Even at the age of 10, Holt High (Wentzville, Mo.) pitcher Tim Melville had a fastball good enough to make people cry.

"I remember that he would be pitching in Little League and the other teams' kids would go back to the bench after striking out and they would just be so upset there would be tears in their eyes," Melville's mother, Valerie, said. "Tim would just be smiling at them."

During last month's Major League Baseball amateur draft, Melville, who last summer received the Jackie Robinson Award given annually to the nation's best baseball player at the Aflac All-American Baseball Classic, was not smiling. Despite having a fastball that can reach 95 mph, worries about Melville's signability began to surface. According to reports, a week before the draft the Melvilles sent out a letter roughly detailing what kind of money it would take for Tim to sign and not go to the University of North Carolina. This scared off some teams and Melville fell in the draft. Once projected as a potential top-five pick, Melville did not hear his name called until the fourth round, taken with the 115th pick by the Kansas City Royals.

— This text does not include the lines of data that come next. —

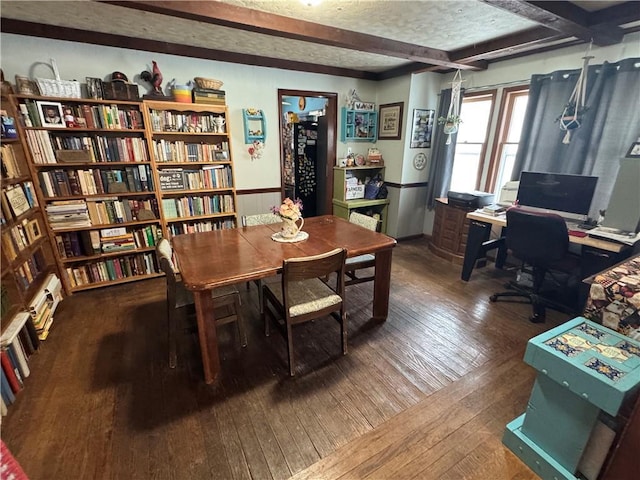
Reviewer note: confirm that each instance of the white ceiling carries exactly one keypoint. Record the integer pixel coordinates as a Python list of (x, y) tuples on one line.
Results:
[(436, 24)]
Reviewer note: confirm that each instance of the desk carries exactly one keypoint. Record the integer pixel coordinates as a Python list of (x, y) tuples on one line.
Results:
[(598, 254), (224, 257)]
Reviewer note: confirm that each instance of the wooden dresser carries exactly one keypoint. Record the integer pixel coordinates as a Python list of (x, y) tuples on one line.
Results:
[(450, 230)]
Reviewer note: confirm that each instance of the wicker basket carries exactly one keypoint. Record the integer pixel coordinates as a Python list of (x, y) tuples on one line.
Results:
[(208, 83), (58, 87)]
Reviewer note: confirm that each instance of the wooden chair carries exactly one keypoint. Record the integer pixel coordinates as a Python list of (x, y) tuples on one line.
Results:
[(179, 300), (302, 296), (251, 221), (361, 261)]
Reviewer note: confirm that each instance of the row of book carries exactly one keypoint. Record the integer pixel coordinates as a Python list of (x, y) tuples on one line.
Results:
[(106, 117), (112, 269), (94, 181), (168, 121), (195, 206), (179, 151), (112, 210), (93, 242), (208, 96), (86, 148), (10, 165), (205, 226), (30, 269), (18, 342), (68, 214), (21, 338), (18, 199), (210, 176), (20, 236)]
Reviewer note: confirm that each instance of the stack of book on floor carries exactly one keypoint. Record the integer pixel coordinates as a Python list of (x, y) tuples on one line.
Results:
[(68, 214), (208, 96), (44, 305), (18, 341)]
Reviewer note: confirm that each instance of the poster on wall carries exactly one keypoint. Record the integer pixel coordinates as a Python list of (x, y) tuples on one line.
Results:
[(421, 128)]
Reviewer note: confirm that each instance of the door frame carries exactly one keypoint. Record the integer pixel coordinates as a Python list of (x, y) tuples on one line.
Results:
[(332, 125)]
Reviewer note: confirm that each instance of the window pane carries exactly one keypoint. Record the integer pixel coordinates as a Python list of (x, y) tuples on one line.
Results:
[(517, 117), (475, 119), (465, 167), (507, 160)]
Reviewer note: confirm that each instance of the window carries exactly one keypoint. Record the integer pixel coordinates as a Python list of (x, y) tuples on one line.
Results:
[(514, 105), (474, 159), (471, 142)]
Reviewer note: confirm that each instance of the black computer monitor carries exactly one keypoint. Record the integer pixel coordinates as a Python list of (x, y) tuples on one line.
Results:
[(567, 195)]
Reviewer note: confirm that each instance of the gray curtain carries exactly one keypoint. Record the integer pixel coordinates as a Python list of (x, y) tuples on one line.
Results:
[(608, 128), (442, 157)]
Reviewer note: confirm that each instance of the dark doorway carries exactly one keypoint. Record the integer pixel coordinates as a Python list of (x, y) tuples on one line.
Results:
[(309, 174)]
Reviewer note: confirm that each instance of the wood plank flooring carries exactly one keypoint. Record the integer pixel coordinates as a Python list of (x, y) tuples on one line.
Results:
[(424, 395)]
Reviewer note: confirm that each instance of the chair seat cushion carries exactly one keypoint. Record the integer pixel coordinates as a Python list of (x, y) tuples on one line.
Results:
[(307, 296), (367, 257)]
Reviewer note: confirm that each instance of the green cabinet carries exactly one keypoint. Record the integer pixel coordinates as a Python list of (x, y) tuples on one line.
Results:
[(359, 126)]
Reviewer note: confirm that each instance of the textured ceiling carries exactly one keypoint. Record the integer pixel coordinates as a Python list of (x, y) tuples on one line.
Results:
[(446, 26)]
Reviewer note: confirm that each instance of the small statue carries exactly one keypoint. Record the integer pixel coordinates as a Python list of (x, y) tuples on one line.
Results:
[(154, 77)]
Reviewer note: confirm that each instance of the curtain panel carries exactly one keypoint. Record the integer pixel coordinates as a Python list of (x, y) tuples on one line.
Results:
[(608, 128)]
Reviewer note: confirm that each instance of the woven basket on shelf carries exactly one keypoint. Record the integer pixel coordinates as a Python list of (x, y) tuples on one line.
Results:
[(210, 83), (58, 87)]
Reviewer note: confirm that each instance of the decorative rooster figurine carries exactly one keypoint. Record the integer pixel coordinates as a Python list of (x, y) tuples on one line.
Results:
[(154, 77)]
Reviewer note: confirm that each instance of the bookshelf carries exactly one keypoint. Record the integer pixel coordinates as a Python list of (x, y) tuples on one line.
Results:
[(349, 184), (94, 177), (192, 165)]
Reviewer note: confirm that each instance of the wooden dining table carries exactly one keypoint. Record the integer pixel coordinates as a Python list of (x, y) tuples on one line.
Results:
[(225, 257)]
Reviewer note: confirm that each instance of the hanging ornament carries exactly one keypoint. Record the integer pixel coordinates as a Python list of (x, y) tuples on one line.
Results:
[(452, 120), (571, 117)]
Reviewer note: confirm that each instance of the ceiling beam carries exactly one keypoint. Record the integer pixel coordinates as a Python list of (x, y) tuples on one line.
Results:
[(223, 14), (563, 17), (21, 27)]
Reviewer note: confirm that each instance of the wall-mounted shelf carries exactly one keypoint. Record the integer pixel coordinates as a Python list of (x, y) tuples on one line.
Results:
[(255, 125)]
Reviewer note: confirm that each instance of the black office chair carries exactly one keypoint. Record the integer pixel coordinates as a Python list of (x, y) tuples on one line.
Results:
[(541, 242)]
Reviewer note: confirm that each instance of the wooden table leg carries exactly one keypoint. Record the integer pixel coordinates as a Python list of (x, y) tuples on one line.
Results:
[(382, 284), (207, 335)]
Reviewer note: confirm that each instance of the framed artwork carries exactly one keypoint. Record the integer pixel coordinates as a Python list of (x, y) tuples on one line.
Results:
[(51, 115), (390, 121), (634, 150), (421, 128)]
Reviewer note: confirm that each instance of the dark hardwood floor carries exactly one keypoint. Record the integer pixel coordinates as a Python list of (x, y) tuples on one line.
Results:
[(426, 394)]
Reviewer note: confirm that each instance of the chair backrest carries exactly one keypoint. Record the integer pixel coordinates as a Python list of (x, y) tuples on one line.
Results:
[(537, 238), (261, 219), (316, 266), (363, 220)]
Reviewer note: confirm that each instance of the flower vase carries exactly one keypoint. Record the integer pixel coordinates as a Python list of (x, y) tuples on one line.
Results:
[(290, 228)]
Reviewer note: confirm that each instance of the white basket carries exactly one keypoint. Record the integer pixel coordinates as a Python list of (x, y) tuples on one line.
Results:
[(58, 87)]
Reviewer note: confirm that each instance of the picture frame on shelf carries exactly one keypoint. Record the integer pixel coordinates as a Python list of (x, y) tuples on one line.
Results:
[(634, 150), (51, 115), (422, 128), (390, 121)]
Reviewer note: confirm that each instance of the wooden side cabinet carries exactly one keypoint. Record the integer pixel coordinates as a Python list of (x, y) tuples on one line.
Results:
[(450, 231)]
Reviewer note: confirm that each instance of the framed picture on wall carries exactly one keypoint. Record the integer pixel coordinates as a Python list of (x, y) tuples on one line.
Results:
[(421, 128), (390, 121)]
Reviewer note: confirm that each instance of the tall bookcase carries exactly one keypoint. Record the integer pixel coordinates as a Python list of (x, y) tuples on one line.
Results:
[(27, 256), (192, 165), (94, 178)]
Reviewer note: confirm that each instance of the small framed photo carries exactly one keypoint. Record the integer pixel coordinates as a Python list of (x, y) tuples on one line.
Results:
[(25, 86), (390, 121), (634, 150), (421, 128), (51, 115)]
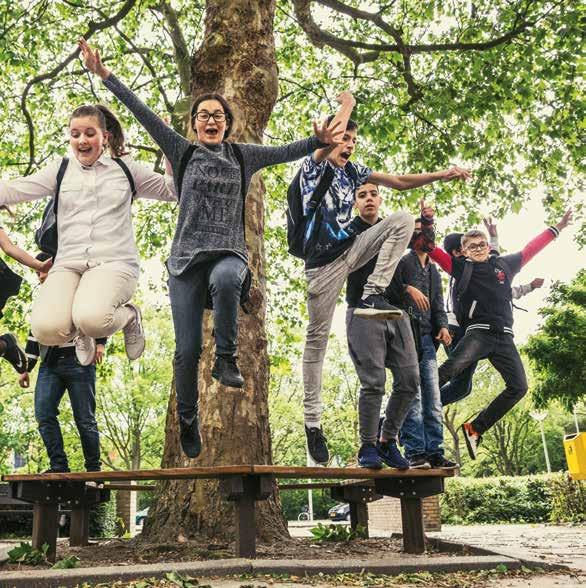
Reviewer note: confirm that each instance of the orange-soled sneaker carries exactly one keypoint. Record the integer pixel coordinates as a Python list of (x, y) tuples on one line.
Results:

"I was definitely surprised, and it wasn't what we were expecting at all," Melville said. "We were hoping for the first round. It was frustrating."

After a sophomore year that was plagued by shoulder tendonitis, Melville erased all doubts about his health and his stuff, going 10-1 with a 0.89 era in 12 games. Although he would lose a couple of games this past season, he lost nothing off his fastball and he ended the season as the top-ranked pitcher in the TAKKLE.com/Sports Illustrated high school baseball player rankings.

"We had received word right before the draft that he probably wasn't going to be picked in the first round," Valerie Melville said. "But even so, it was an emotional rollercoaster."

Back in Wentzville, baseball coach Joel Adam had gathered Melville's teammates to watch the draft at a sports bar, expecting to hear Tim's named called sometime in the first round. Scouts had been coming around for months and each had told him that Melville had the stuff and the mental make-up to be a top-flight starter. As name after name was called and the party began to break up, Adam, who just a year prior had seen former Holt hurler Ross Detwiler selected No. 6 overall by the Washington Nationals, was left befuddled.

"I guess in baseball these days, the draft is more about signability than it is about talent," Adam said. "He's such a competitive guy that I wouldn't be surprised if he asks to be the first player in Major League history to wear the number 115 just as a reminder."

If Melville and the Royals are unable to reach a deal, there is always the Tar Heels, an option that his mother calls "a really outstanding Plan B." Melville spent last week in Arizona being briefed on the Royals' summer conditioning program and he will head off to North Carolina for freshman orientation later this month. Drafted prospects have until Aug. 15 to either sign a deal or re-enter the draft next season, and the Melvilles say that they are in no hurry to make a decision.

"He really, really wants to play pro baseball," his mother said. "Hopefully, what he thinks he's worth and what the Royals believe he can be worth to their organization comes together."